Tali rappresentazioni collettive si confrontano, soprattutto per le generazioni più giovani, con i linguaggi usati nei luoghi della formazione rispetto alla loro capacità di costruire culture di genere. La scuola, a qualsiasi ordine e grado, le associazioni sportive, politiche e culturali e le altre istituzioni destinate alla formazione sono continuamente sottoposte alla necessità di interrogarsi sulle modalità attraverso le quali questi linguaggi intervengono nello sviluppo delle identità di genere dei/delle più giovani. Sempre più di frequente si stanno sperimentando gli usi linguistici di genere e strumenti formativi incentrati sul linguaggio e finalizzati alla costruzione di nuove culture di genere. Si tratta di un percorso complesso e in cui non mancano forti resistenze istituzionali
Le identità di genere chiamano in causa elementi fondanti degli orientamenti valoriali espressi dalla società italiana. Quand’anche si escludano persistenti stereotipi e pregiudizi sulle identità di genere, motivazioni religiose, etiche, morali sono solo alcuni dei fattori intorno ai quali si coagulano interessi individuali e collettivi che esprimono opposizioni rispetto ai processi di mutamento sociale.
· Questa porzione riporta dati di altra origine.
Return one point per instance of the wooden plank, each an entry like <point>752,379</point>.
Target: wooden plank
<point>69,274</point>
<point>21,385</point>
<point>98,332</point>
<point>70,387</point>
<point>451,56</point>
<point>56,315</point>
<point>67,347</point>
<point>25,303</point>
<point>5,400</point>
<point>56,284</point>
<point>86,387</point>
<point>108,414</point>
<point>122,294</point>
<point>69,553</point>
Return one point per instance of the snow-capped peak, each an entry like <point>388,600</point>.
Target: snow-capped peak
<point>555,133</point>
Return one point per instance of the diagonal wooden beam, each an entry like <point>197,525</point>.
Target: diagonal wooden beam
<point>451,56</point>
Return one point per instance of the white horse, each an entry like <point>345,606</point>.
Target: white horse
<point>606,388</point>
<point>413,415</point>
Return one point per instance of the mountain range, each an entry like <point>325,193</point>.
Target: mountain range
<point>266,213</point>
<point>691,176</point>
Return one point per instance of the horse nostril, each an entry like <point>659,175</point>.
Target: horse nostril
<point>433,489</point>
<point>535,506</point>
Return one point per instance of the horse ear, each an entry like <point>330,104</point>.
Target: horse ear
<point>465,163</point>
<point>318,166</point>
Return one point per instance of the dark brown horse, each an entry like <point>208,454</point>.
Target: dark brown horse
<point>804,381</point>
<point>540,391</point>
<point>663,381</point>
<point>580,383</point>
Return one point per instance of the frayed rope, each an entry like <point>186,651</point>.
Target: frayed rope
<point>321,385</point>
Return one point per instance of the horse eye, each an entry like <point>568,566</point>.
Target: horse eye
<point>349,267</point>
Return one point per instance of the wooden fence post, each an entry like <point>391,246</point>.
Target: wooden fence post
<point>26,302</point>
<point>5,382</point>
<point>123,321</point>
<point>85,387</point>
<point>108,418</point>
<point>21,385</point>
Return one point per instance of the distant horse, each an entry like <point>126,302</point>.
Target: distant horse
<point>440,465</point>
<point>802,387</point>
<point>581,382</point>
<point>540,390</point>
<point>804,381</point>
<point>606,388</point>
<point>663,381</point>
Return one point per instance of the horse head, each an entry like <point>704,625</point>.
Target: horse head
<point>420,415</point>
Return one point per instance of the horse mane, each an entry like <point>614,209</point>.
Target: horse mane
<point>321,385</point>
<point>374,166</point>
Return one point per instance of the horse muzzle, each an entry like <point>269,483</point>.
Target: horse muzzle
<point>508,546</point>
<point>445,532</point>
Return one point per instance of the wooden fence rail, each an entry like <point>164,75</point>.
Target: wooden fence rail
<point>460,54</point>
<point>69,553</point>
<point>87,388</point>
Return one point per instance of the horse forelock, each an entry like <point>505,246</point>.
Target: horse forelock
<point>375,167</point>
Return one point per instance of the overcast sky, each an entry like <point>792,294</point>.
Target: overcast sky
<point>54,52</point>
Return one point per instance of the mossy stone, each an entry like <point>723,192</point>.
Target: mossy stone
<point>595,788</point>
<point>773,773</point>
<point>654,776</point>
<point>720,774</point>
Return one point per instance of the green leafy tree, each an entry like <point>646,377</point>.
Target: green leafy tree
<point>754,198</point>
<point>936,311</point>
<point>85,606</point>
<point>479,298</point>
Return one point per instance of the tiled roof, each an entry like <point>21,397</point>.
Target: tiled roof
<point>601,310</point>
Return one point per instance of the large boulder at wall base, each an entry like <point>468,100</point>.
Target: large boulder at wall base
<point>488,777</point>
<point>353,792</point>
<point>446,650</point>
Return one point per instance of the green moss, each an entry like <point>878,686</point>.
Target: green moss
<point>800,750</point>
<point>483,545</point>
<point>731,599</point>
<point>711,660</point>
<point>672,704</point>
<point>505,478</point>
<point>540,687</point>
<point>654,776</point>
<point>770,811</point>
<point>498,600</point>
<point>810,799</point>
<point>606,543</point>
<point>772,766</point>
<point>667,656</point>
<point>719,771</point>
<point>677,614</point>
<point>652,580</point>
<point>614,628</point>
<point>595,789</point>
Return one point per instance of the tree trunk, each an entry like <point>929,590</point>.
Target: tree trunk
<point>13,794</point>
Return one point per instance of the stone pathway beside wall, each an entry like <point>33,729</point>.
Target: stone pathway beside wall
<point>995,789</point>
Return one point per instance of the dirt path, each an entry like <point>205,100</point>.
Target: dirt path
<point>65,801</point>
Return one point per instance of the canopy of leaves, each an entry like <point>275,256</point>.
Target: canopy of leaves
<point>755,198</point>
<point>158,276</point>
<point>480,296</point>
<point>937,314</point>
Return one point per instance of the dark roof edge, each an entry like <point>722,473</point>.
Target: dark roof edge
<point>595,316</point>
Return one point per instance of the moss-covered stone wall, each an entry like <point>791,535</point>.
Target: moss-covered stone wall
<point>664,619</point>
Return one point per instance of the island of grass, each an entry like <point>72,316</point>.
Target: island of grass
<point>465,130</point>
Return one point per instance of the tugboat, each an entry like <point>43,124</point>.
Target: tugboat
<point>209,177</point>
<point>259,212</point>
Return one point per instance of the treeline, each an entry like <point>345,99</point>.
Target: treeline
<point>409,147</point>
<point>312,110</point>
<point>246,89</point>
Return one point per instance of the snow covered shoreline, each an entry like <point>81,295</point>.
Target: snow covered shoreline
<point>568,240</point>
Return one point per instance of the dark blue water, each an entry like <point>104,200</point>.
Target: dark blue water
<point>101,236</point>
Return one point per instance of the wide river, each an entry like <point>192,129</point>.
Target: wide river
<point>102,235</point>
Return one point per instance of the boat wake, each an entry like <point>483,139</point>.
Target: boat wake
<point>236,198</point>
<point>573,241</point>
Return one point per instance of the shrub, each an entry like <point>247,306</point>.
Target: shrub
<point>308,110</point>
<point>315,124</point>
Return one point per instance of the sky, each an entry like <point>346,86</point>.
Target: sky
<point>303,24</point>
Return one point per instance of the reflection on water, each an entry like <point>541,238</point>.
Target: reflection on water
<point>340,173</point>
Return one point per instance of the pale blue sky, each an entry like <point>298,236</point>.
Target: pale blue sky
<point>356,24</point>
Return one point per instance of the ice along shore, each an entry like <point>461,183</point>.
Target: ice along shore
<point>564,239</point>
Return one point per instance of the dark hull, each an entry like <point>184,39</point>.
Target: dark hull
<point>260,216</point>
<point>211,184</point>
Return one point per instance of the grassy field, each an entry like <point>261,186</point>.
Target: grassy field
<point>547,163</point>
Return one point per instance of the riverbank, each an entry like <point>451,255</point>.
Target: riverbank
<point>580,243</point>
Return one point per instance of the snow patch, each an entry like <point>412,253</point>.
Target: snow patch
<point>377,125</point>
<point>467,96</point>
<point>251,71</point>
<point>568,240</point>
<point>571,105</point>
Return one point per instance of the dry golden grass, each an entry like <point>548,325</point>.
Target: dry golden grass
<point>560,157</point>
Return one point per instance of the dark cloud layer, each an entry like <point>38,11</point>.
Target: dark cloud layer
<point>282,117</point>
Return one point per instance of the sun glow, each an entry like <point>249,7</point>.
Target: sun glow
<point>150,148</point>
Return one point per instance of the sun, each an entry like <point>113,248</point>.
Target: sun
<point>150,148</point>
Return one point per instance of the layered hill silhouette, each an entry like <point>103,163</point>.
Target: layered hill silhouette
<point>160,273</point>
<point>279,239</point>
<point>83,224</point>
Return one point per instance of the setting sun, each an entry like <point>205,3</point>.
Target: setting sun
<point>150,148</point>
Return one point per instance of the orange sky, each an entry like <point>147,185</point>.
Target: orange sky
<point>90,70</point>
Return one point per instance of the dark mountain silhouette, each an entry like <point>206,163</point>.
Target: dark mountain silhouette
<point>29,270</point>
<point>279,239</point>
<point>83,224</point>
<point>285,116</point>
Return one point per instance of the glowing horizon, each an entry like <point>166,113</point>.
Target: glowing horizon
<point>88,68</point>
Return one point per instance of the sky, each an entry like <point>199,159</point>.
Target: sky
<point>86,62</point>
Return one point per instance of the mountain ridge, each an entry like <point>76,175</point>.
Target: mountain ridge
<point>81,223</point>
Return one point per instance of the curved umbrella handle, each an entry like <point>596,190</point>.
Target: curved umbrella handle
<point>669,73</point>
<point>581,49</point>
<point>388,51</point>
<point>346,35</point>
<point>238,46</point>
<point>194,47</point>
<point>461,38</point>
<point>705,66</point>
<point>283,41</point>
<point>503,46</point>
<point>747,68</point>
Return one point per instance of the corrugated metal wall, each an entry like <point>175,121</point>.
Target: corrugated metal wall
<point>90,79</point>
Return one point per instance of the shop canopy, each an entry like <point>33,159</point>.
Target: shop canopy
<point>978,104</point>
Non trascurabile in questo dibattito il ruolo assunto dalla scienza rispetto alle discussioni di bioetica, che interessa direttamente la definizione dei corpi come maschili e femminili, e le implicazioni che l’imposizione di questi confini può produrre nella costruzione delle identità di genere.
NOTE
[1] Il convegno si è tenuto al Dipartimento di Scienze Sociali dell’Università Federico II di Napoli. Il Convegno è stato promosso dalla Sezione “Studi di Genere” dell’AIS-Associazione Italiana di Sociologia, dall’Università degli Studi di Napoli “Federico II” e dal C.L.A (Centro linguistico di Ateneo) in collaborazione con l’Osservatorio Nazionale Lgbt, G.I.S.C.E.L (Gruppo di Intervento e Studio nel Campo dell’Educazione Linguistica), Arcigay “Antinoo” di Napoli. Preziosa è stata anche la collaborazione del Sindaco della città di Napoli e di alcuni assessori comunali e regionali impegnati, anche nella propria attività istituzionale, nella lotta contro le disuguaglianze basate sul genere e sull’orientamento sessuale.